IF YOU think that television is awful, just consider the internet. Why don’t they sort it out and remove the sickening, violent, and disgusting material that is available to everyone, however young, gullible, or suggestible? The Internet’s Dirtiest Secret: The cleaners — Storyville (BBC4, 19 March) showed us that, depressingly, they already do — up to a point.
This programme was distressing on a whole range of levels: first, the outrage of who is given the task and under what conditions. The material to be examined is too upsetting for sensitive Western eyes, in the nations that make the real profits: it is hidden from us, and outsourced to the Philippines. For a pittance, “content moderators” each have to assess no fewer than 25,000 Facebook, Google, and Twitter posts a day. In a split second, they must decide whether material is to be deleted or broadcast; so the criteria are necessarily broad and morally simplistic.
Because child nudity is wrong, Kim Phuc running naked from napalm bombing cannot be viewed. Violence seems to be more easily tolerated: they pass vile images of prisoners being tortured.
The standards seem politically skewed: right-wing material is generally tolerated, but left-leaning political comment is routinely blocked. And the Filippino context also affects judgement, apparently biased towards the authoritarian and prudish and away from anything radical and challenging.
What damage is being done to the people who do this work for us? What must be the effect of watching, as one man told us, hundreds of beheadings and thousands of images of child pornography? Censorship versus free expression is one of the oldest moral problems that we wrestle with: using any social medium props up one side of this argument, whether we choose to know it or not.
Disgust with the internet fuels the Channel 4 series Mums Make Porn (Wednesdays). Appalled at the torrent of pornography that their children seem to know all about, five mothers determine that what is needed is material that is explicit enough to be compelling and arousing, but is loving, consensual, and equal — and set out to make such a film themselves.
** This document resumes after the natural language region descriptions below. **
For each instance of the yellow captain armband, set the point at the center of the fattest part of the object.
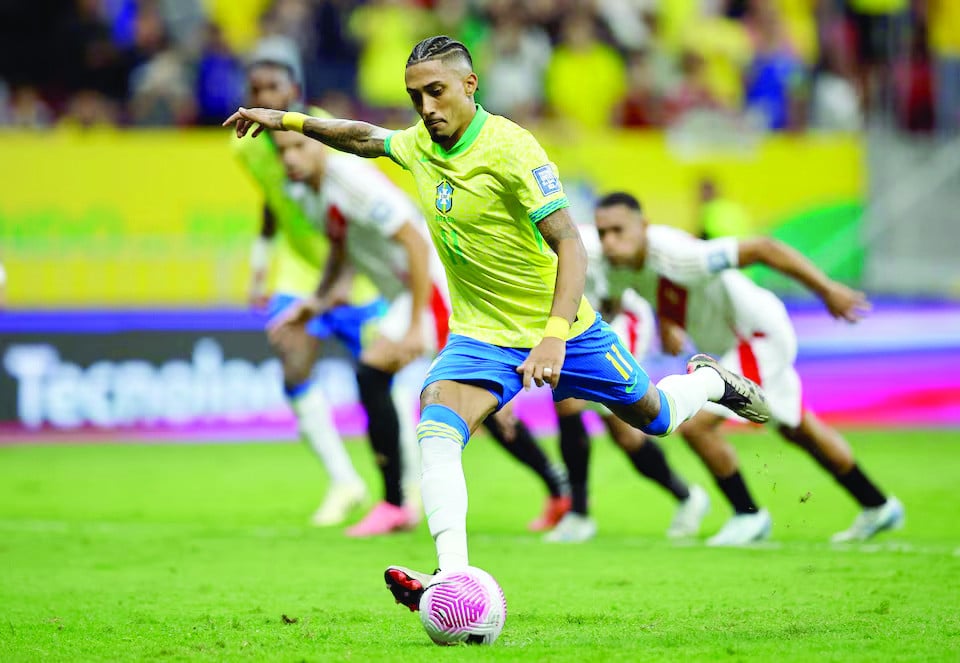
(293, 121)
(557, 327)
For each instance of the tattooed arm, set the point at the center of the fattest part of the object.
(360, 138)
(561, 234)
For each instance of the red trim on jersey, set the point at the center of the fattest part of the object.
(441, 316)
(634, 321)
(748, 362)
(336, 224)
(672, 302)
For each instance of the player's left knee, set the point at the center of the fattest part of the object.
(439, 421)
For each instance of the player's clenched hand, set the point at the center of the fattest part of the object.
(672, 337)
(292, 318)
(265, 118)
(544, 362)
(845, 303)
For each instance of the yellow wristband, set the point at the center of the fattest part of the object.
(293, 121)
(557, 327)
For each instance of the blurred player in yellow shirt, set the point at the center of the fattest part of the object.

As they dig deeper into the medium, they are appalled at how extreme it is, how violent, and how male-dominated, with what I assume to be somewhat unusual physical attributes and acts presented as standard. Surprisingly, they find themselves liking the genre’s performers and directors whom they encounter.
But one mother, Jane, who is introduced as a devout Christian, becomes unhappy with the whole project, realising that her imagined film of loving, committed sexual activity would not make a film that anyone would watch. She does something so counter-cultural that I’m surprised that it wasn’t redacted: she decides to leave the experiment after consulting her priest and praying. I don’t see it catching on.